For some people, being economically liberal can only occur when they feel that
the 'other' groups aren't getting in on the deal.

------
Justin_K
To me, a lot of his support is rooted in those who are sick of career
politicians. Career politicians who expect to be put on a pedestal because
their party affiliation.

------
CM30
Yeah, seems pretty logical. People don't vote for those who call them idiots
and look down on them with disdain, especially if they seemingly admit it in
public.

But I think to some degree, one of the other reasons for his rise to
popularity (and that of a lot of other outsider figures, like Sanders) is
because people are getting sick of the media and corporate narrative and want
someone who isn't constantly being pushed on them.

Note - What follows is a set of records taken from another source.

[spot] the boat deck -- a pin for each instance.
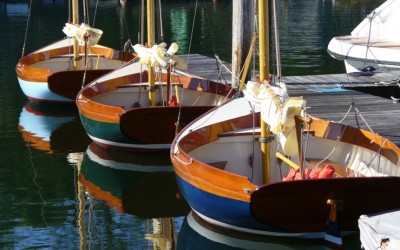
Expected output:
(331, 96)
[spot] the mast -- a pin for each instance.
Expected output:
(75, 21)
(263, 19)
(150, 41)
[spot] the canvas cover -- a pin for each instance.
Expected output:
(380, 231)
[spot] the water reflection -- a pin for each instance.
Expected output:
(16, 9)
(197, 234)
(52, 128)
(142, 185)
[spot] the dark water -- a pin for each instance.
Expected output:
(58, 192)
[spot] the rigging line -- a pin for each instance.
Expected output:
(333, 149)
(95, 13)
(359, 113)
(26, 30)
(84, 6)
(209, 27)
(161, 22)
(369, 35)
(251, 157)
(191, 34)
(126, 25)
(338, 32)
(141, 23)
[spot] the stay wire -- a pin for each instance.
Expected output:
(26, 30)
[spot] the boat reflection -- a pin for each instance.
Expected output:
(52, 128)
(197, 234)
(141, 184)
(138, 184)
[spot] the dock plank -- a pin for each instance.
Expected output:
(330, 96)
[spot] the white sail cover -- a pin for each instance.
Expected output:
(158, 55)
(383, 22)
(80, 32)
(278, 111)
(380, 231)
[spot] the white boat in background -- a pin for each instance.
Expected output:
(374, 45)
(380, 231)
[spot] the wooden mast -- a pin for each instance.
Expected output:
(263, 19)
(150, 42)
(75, 21)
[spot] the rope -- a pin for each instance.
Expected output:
(26, 30)
(191, 33)
(95, 13)
(161, 23)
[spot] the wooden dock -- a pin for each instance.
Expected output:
(331, 96)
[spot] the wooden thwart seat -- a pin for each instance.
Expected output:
(340, 170)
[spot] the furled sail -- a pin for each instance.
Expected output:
(278, 111)
(83, 32)
(158, 55)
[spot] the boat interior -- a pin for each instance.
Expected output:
(239, 152)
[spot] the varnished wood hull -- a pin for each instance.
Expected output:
(51, 65)
(116, 112)
(224, 196)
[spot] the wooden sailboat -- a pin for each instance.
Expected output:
(56, 72)
(260, 164)
(143, 111)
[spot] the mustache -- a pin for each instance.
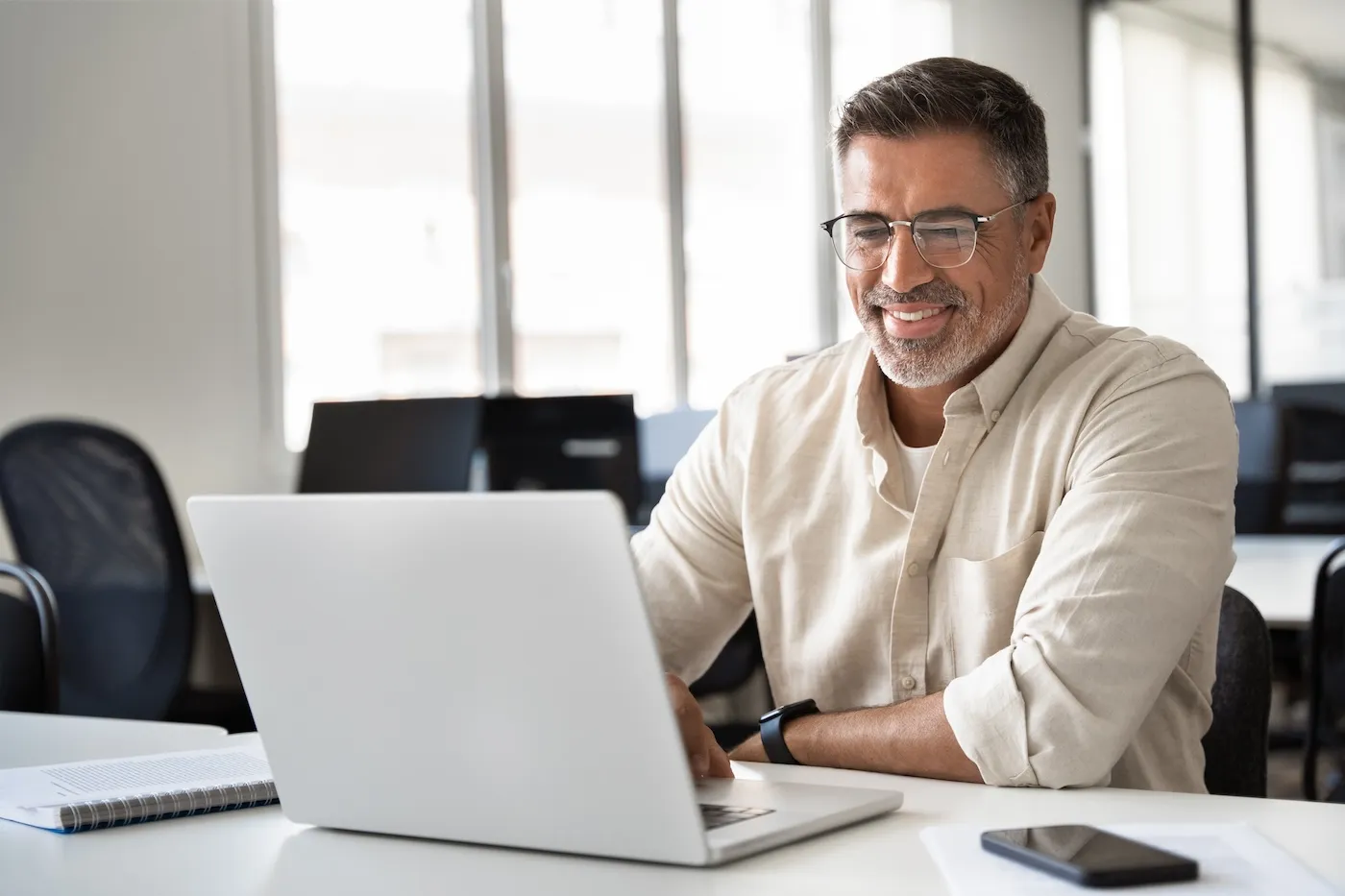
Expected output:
(937, 292)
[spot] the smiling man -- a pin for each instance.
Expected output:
(988, 539)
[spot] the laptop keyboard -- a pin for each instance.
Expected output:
(720, 815)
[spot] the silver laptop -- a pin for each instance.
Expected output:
(477, 667)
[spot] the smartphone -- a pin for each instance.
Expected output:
(1088, 856)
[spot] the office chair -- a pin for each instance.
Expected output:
(30, 658)
(732, 668)
(663, 440)
(564, 443)
(1236, 744)
(1327, 671)
(86, 505)
(1313, 470)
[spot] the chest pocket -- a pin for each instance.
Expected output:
(974, 601)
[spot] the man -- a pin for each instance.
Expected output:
(989, 536)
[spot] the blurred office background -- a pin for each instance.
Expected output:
(215, 213)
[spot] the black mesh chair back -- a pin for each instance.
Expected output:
(30, 665)
(1313, 466)
(1258, 498)
(1327, 667)
(1236, 742)
(87, 507)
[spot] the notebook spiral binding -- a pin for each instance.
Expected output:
(194, 801)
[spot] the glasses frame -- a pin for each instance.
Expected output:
(977, 222)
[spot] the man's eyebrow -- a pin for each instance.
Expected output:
(923, 211)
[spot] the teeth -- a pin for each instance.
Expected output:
(915, 315)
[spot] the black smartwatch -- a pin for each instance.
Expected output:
(772, 729)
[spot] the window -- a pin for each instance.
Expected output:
(1169, 204)
(380, 289)
(379, 221)
(588, 207)
(1302, 315)
(749, 207)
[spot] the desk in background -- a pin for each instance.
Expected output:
(1278, 573)
(258, 852)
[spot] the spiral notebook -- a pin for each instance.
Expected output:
(76, 797)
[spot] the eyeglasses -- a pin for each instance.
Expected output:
(943, 238)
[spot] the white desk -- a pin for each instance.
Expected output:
(1280, 574)
(31, 739)
(258, 852)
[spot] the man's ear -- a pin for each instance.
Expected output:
(1038, 229)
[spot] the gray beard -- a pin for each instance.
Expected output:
(962, 343)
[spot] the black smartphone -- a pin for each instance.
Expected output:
(1088, 856)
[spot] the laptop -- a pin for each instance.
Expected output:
(477, 667)
(394, 444)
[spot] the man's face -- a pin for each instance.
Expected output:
(971, 311)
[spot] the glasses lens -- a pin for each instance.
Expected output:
(944, 238)
(861, 241)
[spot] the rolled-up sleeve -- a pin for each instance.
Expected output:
(1133, 561)
(690, 559)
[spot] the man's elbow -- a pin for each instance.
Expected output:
(1072, 764)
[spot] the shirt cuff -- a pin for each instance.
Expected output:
(989, 720)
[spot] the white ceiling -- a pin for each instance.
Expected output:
(1311, 30)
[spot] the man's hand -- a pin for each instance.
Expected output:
(703, 754)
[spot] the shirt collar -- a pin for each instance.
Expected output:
(989, 392)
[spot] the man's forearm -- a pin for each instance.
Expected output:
(904, 739)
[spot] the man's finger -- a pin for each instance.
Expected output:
(720, 765)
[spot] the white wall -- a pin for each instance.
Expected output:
(128, 264)
(1039, 43)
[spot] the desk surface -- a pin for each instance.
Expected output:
(1280, 574)
(33, 739)
(257, 851)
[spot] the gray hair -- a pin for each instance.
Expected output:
(947, 96)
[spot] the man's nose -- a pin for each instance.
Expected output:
(905, 268)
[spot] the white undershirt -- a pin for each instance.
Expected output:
(914, 465)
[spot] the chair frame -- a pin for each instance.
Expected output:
(1315, 674)
(179, 577)
(49, 626)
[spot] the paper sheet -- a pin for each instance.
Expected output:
(1234, 860)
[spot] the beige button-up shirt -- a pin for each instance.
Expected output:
(1058, 576)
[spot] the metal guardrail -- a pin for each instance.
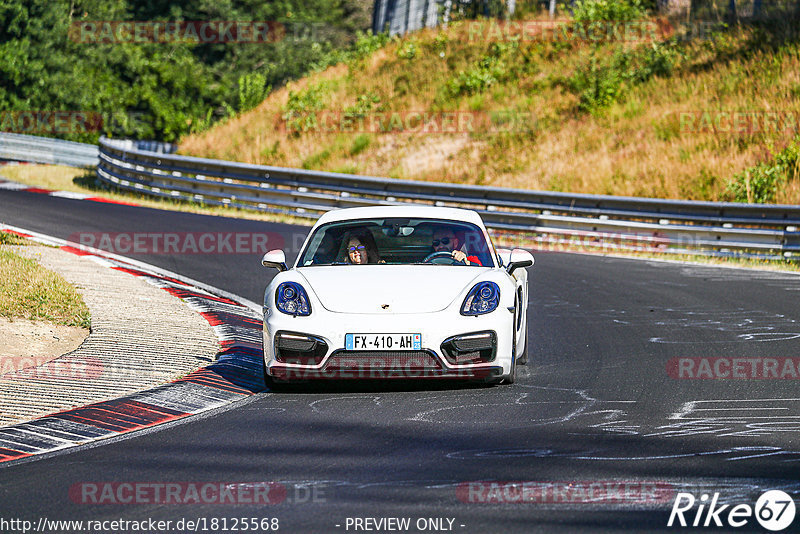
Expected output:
(17, 147)
(535, 218)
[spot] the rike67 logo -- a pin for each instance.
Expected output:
(774, 510)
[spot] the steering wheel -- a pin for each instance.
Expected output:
(443, 255)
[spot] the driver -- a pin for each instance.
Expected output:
(444, 240)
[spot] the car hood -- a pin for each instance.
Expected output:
(388, 288)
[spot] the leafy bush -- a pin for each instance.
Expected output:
(608, 10)
(299, 111)
(407, 50)
(364, 104)
(253, 89)
(360, 144)
(761, 183)
(496, 66)
(601, 83)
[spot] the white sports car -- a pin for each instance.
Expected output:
(403, 292)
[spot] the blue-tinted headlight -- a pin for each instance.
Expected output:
(291, 298)
(484, 297)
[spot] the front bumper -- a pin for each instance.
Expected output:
(327, 358)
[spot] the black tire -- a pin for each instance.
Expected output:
(512, 376)
(523, 359)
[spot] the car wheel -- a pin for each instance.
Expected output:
(512, 376)
(523, 359)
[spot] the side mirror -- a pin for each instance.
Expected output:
(275, 258)
(519, 258)
(504, 255)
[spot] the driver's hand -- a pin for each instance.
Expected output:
(459, 255)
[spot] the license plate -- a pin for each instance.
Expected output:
(383, 341)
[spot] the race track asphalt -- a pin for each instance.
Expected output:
(595, 407)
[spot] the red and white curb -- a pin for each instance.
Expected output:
(236, 374)
(15, 186)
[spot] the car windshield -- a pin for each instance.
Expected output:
(396, 241)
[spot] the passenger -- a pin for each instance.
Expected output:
(361, 249)
(445, 240)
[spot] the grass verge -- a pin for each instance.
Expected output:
(61, 178)
(29, 291)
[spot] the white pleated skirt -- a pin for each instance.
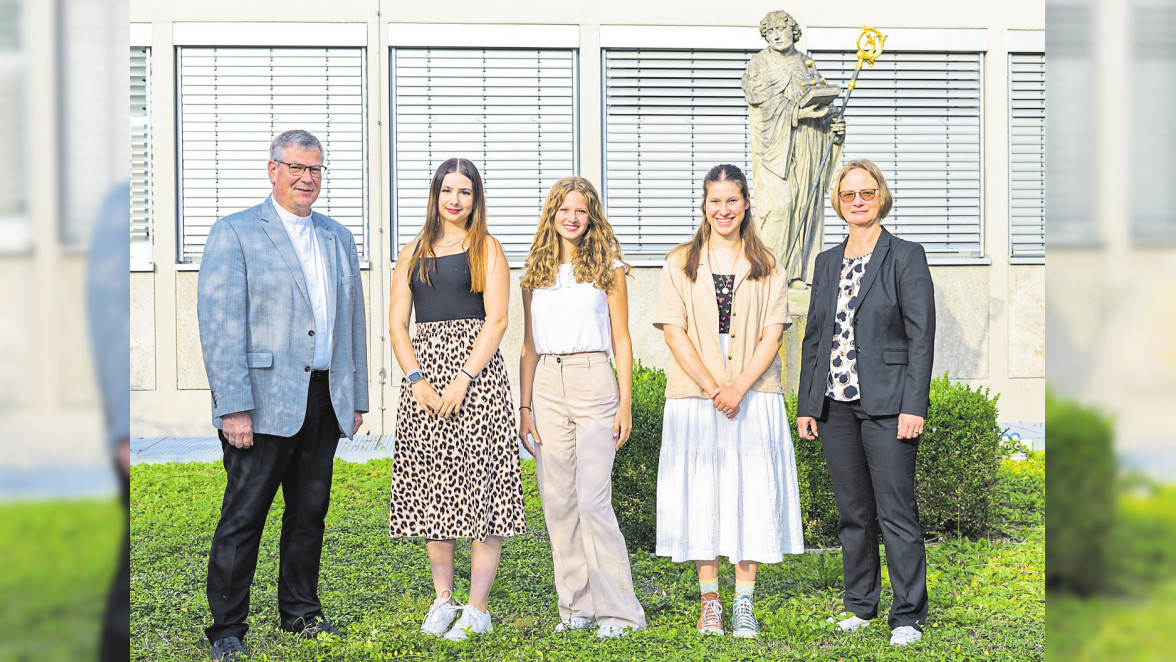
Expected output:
(728, 487)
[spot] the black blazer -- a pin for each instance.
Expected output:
(894, 329)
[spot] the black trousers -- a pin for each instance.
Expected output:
(873, 477)
(302, 466)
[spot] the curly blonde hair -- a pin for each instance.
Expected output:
(595, 254)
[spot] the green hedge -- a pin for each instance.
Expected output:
(955, 474)
(1081, 497)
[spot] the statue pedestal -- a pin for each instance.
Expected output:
(790, 353)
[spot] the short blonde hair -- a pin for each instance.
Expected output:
(886, 198)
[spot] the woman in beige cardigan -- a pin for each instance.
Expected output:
(727, 474)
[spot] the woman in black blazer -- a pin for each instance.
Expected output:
(866, 372)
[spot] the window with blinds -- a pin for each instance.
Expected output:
(232, 104)
(1153, 77)
(1027, 155)
(509, 111)
(669, 116)
(916, 114)
(140, 156)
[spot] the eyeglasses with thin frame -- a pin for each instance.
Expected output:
(296, 169)
(866, 193)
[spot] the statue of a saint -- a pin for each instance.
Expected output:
(792, 125)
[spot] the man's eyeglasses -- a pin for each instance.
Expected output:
(866, 193)
(296, 169)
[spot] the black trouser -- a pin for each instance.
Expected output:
(117, 623)
(873, 477)
(302, 466)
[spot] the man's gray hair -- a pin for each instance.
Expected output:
(303, 139)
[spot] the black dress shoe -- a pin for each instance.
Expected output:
(227, 648)
(313, 627)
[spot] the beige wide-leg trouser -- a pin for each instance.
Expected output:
(574, 402)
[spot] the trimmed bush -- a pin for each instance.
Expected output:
(1081, 497)
(955, 474)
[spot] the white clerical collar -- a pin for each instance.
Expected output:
(291, 218)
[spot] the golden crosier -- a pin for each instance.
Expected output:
(869, 52)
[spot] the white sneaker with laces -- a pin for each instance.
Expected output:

They've seen the media attacks on people as 'bigots'. They've seen the
politicians seemingly completely ignore their concerns and the increasing
disconnect between the average voter and the average politician or journalist.

So they start supporting simple talk, more 'down to earth' types outside of
the political world, the corporate media goes straight back on the attack, so
yet more people start supporting the outsider politicians, rinse and repeat.
The political and media worlds turned on their audience and supporters, and
now it's coming back to haunt them in the way of people like Trump riding in
on a wave of popularity and public support.

------
timrpeterson
This post explains why Trump has a legitimate chance.

------
projectramo
The author makes it sound as though he is the only to meet, appreciate and
understand Trump supporters. He makes it sound as if the rest of us haven't
seen, met or read these people.

Trump's support jumps when he talks against certain groups of people. It is
not accidental to his support it is essential to his support. The racism isn't
an anti-elitist posture, it is an essential element of his campaign.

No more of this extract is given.